Sarajevo, mon amour ne répond pas par l’amour, trop difficile à supporter dans un premier temps, mais par le retour au mouvement, physique et verbal : si le premier panorama dévoile dans la réunion des femmes immobiles, aux visages fixes, aux yeux emplis de larmes qui n’ont plus la force de couler, ces mêmes corps sont de plus en plus actifs. Esma sort, pique-nique, se laisse embrasser, revit. Mais le bonheur est toujours de courte durée pour les femmes qui portent en elle un secret comme celui d’Esma. Et la réaction hystérique de sa fille Sara face à cette nouvelle rencontre, dont la crise d’adolescence renforce la violence intérieure du non-dit, la replonge dans son silence : on ne peut accepter à douze ans qu’une mère, seul point d’ancrage dans le monde affectif de Sara, partage sa tendresse comme son malheur. On ne peut non plus accepter, lorsque l’on a quarante ans comme Esma, de rester infiniment dans l’attente de la fin. Et les mouvements progressifs montrent que le personnage, comme Jasmila Žbanić, a choisi l’espoir, la reconstruction de la vie.
La renaissance est également celle d’une ville, Sarajevo, détruite aux deux tiers pendant la guerre : si le film est centré sur Esma, il réussit à mettre en scène une vie quotidienne. Cette dernière est normale, on fait des courses, on prend des cafés. Mais il reste le souvenir bien présent au travers des enfants dans la cour d’école qui se battent pour l’honneur d’un père mort au champ de bataille, et de l’omniprésence de ce passé dans les conversations : indirectement souvent, les dialogues ouvrent la voie à la mémoire. Dans la répétition de chaque geste quotidien, on retrouve le thème de l’obsession, de l’absence d’évolution, de résignation insupportable.
Jasmila Žbanić ne montre pas beaucoup les traces purement corporelles : elle s’intéresse bien davantage aux traces culturelles et psychologiques, celles qui ne se voient pas en quelque sorte. Elle réussit à les montrer à l’image, à en faire des expressions, des gestes : avec une lumière toujours sombre et jaunie, elle évoque les éveils tardifs et les retours impassibles. Alors qu’Esma découvre la possibilité de l’amour, sa fille s’éveille à la sexualité. Les deux femmes ne pourront en définitive se comprendre que parce qu’elles sont toutes deux capables d’aimer.
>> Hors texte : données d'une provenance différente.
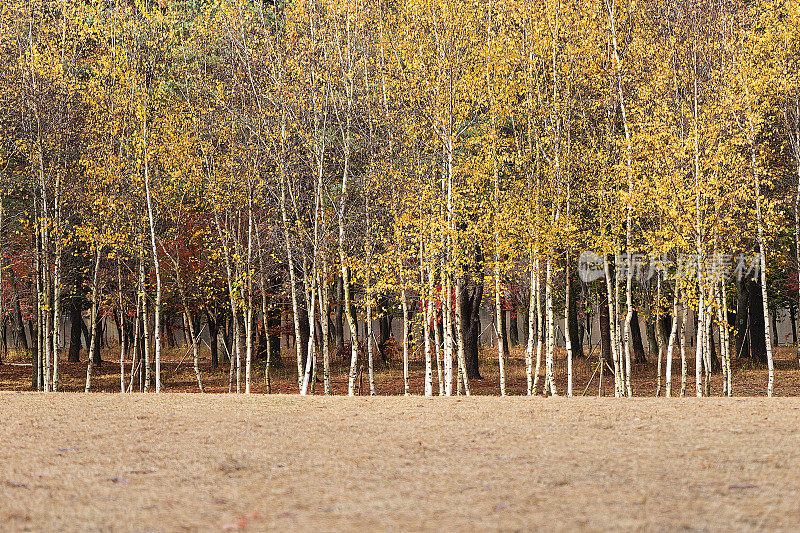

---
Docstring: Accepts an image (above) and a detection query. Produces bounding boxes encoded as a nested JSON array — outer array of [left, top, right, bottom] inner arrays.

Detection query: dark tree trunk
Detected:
[[733, 281, 750, 358], [220, 311, 233, 363], [508, 304, 519, 347], [164, 313, 175, 348], [748, 281, 767, 365], [206, 311, 219, 368], [461, 280, 483, 379], [495, 309, 509, 357], [708, 325, 722, 373], [644, 316, 658, 359], [267, 305, 283, 368], [599, 283, 613, 364], [661, 314, 680, 349], [631, 309, 647, 364], [9, 269, 28, 352], [92, 310, 103, 368], [769, 309, 778, 346], [377, 296, 392, 363], [333, 274, 342, 355], [67, 295, 83, 363], [454, 246, 483, 379], [298, 309, 311, 374], [567, 281, 583, 358]]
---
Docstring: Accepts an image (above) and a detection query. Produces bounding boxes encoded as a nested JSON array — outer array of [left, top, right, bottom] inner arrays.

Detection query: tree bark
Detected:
[[630, 309, 647, 364]]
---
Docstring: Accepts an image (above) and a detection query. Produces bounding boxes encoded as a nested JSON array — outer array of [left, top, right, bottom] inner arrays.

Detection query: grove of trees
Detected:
[[0, 0, 800, 396]]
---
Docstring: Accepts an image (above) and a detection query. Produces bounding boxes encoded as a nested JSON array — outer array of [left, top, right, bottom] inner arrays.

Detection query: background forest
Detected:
[[0, 0, 800, 396]]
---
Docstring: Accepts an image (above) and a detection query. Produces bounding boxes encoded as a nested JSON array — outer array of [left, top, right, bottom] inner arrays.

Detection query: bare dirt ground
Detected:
[[0, 392, 800, 531]]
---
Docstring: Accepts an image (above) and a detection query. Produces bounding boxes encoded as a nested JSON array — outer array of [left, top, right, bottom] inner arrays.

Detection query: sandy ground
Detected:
[[0, 392, 800, 531]]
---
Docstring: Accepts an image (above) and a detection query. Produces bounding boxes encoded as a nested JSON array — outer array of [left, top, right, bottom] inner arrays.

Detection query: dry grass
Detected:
[[0, 392, 800, 531]]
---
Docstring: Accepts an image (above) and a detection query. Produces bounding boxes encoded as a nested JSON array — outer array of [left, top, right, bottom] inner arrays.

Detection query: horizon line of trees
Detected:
[[0, 0, 800, 396]]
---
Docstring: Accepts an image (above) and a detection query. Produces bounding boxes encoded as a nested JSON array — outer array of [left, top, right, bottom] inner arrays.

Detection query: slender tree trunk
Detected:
[[664, 286, 682, 398], [84, 244, 102, 392]]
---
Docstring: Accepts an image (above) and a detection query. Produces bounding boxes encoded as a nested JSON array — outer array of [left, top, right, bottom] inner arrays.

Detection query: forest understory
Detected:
[[0, 346, 800, 396]]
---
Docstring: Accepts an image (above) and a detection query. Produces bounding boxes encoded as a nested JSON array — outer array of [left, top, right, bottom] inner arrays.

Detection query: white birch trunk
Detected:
[[84, 244, 102, 392]]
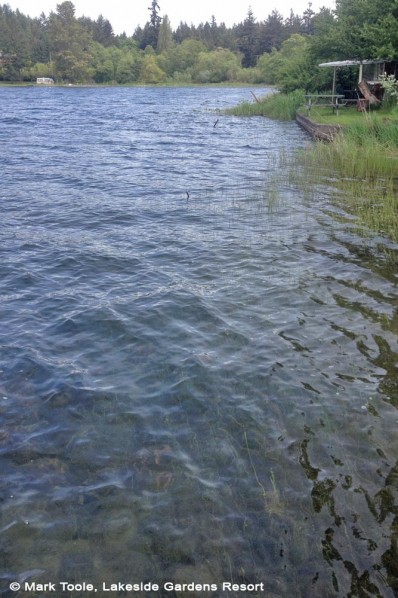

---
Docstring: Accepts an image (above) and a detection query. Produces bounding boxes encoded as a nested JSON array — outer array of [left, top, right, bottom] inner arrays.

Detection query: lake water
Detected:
[[0, 87, 398, 598]]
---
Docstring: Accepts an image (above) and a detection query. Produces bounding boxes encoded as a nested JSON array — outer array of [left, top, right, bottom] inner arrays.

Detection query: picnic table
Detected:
[[305, 93, 344, 116]]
Sarajevo, mon amour n’est pas un Ours d’or politique ou complaisant : film de ressenti, de violence intérieure et extérieure, il montre un ordinaire qui ne peut l’être encore tant le dégoût, le regret, la haine, parfois, sont présents. Film d’acteurs s’il en est, il permettra, on l’espère, de faire connaître un peu mieux le cinéma des Balkans hors Kusturica et Tanović, et ses interprètes magnifiques ici comme Mirjana Karanović, l’actrice serbe qui joue Esma la Bosniaque, ou Leon Lučev (Pelda). Sarajevo, mon amour est un film important dans ce qu’il dit, et impressionnant dans sa maîtrise cinématographique : les plans sont simples et pourtant immédiatement évocateurs. C’est sans doute la plus grande force d’un film : réussir à montrer sans voyeurisme ou sentimentalisme une souffrance qui ne disparaîtra que très progressivement.